BANDUNG, iNewsBandungRaya.id - Balai Besar Konservasi Sumber Daya Alam (BBKSDA) Jawa Barat mencatat, PT Taman Satwa Eksotik yang dimanajeri oleh Alshad Ahmad menjadi satu-satunya lembaga di Jabar yang memperoleh izin penangkarkan harimau Benggala.
Kepala BBKSDA Jabar, Irawan Asaad mengatakan, izin yang diperoleh Alshad Ahmad tersebut karena fasilitas penangkarannya yang dinilai sudah layak dan sesuai dengan aturan yang tertera dalam Permenhut 19 Tahun 2005.
"Kalau penangkaran banyak, ada 88 tapi kan bukan cuma harimau, ada burung, reptil. Kalau Benggala cuma satu. Jadi di kami itu ada satu yang melihara Benggala atau kucing besar kita sebutnya ya, itu di Alshad," ucap Irawan, Sabtu (29/7/2023).

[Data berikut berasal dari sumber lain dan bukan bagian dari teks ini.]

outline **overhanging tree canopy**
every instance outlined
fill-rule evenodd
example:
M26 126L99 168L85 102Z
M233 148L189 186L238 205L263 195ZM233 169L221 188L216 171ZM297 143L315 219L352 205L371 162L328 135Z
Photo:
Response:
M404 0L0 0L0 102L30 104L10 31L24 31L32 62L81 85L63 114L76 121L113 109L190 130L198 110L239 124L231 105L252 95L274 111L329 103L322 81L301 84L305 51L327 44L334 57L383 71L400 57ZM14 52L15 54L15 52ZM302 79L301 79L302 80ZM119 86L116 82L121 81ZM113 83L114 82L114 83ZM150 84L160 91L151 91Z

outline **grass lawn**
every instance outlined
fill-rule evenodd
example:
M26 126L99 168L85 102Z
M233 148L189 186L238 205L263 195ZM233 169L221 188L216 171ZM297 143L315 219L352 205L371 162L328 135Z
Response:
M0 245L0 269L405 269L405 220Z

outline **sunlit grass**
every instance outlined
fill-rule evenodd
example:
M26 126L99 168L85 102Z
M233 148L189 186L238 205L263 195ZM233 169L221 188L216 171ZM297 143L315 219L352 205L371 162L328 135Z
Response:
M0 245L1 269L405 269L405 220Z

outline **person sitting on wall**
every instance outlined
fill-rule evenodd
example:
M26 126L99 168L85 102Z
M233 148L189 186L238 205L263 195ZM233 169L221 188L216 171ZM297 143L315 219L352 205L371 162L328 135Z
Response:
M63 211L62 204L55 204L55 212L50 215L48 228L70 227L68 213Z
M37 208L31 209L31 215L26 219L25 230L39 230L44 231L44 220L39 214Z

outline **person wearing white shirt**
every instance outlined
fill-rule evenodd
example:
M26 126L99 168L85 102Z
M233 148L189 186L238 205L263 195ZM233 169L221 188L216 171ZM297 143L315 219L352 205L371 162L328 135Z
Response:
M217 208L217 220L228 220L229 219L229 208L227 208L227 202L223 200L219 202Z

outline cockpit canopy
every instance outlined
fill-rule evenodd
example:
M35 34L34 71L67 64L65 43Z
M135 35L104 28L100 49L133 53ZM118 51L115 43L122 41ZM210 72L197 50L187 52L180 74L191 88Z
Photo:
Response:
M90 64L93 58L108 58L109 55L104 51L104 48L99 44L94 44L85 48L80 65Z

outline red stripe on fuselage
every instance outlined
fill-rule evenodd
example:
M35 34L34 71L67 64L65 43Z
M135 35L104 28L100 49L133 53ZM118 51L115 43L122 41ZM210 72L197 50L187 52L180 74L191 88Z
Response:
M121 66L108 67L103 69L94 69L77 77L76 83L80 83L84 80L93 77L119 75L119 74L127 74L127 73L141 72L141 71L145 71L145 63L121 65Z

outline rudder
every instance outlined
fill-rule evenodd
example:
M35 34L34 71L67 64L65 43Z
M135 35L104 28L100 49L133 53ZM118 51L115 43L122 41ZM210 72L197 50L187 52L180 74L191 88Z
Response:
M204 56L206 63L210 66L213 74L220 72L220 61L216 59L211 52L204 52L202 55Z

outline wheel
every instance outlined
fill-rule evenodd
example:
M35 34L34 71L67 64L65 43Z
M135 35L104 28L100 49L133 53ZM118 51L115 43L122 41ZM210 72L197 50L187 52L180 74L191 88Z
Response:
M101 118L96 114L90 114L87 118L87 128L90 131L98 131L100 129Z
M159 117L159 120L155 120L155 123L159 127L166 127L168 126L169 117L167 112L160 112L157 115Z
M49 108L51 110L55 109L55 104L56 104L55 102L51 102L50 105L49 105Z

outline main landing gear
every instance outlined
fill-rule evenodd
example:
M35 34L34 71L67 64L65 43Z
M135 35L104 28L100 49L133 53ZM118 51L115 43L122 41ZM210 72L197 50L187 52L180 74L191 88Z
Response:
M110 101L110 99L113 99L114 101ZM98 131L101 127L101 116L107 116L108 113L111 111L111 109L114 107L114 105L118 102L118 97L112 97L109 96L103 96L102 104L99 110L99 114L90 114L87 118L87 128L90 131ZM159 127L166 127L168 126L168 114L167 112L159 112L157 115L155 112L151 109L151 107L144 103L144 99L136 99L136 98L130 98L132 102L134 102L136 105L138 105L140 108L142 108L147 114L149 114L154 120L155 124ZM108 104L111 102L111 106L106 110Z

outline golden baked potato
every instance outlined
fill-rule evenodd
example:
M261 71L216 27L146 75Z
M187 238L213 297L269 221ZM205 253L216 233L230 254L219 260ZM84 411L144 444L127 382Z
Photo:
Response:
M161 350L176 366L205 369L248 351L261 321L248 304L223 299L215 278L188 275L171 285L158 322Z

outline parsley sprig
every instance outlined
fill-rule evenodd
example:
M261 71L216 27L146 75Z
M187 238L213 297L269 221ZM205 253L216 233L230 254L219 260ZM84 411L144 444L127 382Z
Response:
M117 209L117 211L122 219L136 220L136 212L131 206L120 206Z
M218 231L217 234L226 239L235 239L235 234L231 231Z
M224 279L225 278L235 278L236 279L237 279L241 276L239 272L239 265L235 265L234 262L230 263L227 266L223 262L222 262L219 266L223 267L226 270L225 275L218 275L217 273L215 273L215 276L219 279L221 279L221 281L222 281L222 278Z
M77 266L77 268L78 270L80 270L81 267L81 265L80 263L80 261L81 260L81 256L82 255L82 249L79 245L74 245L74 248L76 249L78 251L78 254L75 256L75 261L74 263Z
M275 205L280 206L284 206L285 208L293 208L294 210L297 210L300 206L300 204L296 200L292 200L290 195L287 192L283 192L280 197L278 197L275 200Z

"Secara aturan kandang itu layak dia miliki. Gak mungkin ada izinnya keluar kalau gak layak," tambahnya.
Meski diberikan izin penangkaran, kata Irawan, pihaknya meminta Alshad Ahmad untuk rutin melapor ke BBKSDA terutama soal kematian dan kelahiran harimau.
Sebab, berdasarkan data yang dihimpun oleh BBKSDA dan laporan dari Alshad Ahmad itu berbeda. Saat ini ada tujuh harimaunya yang mati yang dilaporkan sepuru Raffi Ahmad itu, sedangkan BBKSDA baru menerima enam laporan.
"Itu (Harimau Benggala) boleh dipelihara, itu atas izin dari kami, itu dia melaporkan sakit, mati, kita cek. Seperti itu," ungkapnya.
Irawan memastikan, pihaknya saat ini sedang melakukan evaluasi terhadap izin penangkaran Harimau Benggala yang diberikan kepada Alshad Ahmad.
"Kami sedang melakukan evaluasi tahap awal, nanti setelah timnya turun, kami akan evaluasi itu secara menyeluruh," imbuhnya.
Di sisi lain, tim dari Kementerian Lingkungan Hidup dan Kehutanan (KLHK) telah diturunkan untuk mengevaluasi. Dalam tim tersebut, terdapat Badan Riset dan Inovasi (BRIN) yang akan meneliti secara ilmiah kematian bayi harimau tersebut.
"Jadi kan ada dua otoritas di sini, yang pertama adalah otoritas ilmiah yakni BRIN, dia sebagai otoritas ilmiah, sementara tim yang kedua adalah kami dari KLHK sebagai otoritas pengelola," jelasnya.
Irawan menyebut, tim sudah melakukan nekropsi atau pembedahan atas bangkai bayi harimau bernama Cenora itu untuk diambil sampelnya. Sampel itu selanjutnya sudah dikirimkan ke Pusat Laboratorium Primata di Institut Pertanian Bogor (IPB) untuk diteliti lebih lanjut.
"Karena kami bukan ahlinya mengetahui penyebabnya apa, bersama dokter hewan melakukan nekropsi, dicek dibedah dan segala macam, terus sampelnya dikirim ke Pusat Laboratorium Primata di IPB di Bogor untuk mengetahui lebih lanjut," katanya.
Menurutnya, penelitian untuk mengungkap penyebab kematian bayi harimau tersebut harus dilakukan dengan mengedepankan aspek keilmiahan.
"Semuanya berbasis ilmiah, kami tunggu hasil dari dokternya," ujarnya.
Nantinya, hasil rekomendasi atas penelitian yang dilakukan oleh BRIN akan dijadikan sebagai acuan dalam mengambil keputusan. Diharapkan, hasil evaluasi dapat membuat tata kelola dalam pemeliharaan Harimau Benggala menjadi lebih baik.
"Teman-teman BRIN akan memberikan rekomendasi ini mau seperti apa kemudian pembinaannya mau seperti apa nih, karena ya ada satwa yang mati, bagaimana tata kelolanya dan bagaimana administrasi segala macam, nanti kami tinjau dari segala aspek," terangnya.
"Menjadi tidak baik kalau kita men-judge orang ini begini atau begitu. Kita tunggu apa hasilnya, biarlah dia berbasis ilmiah," tandasnya.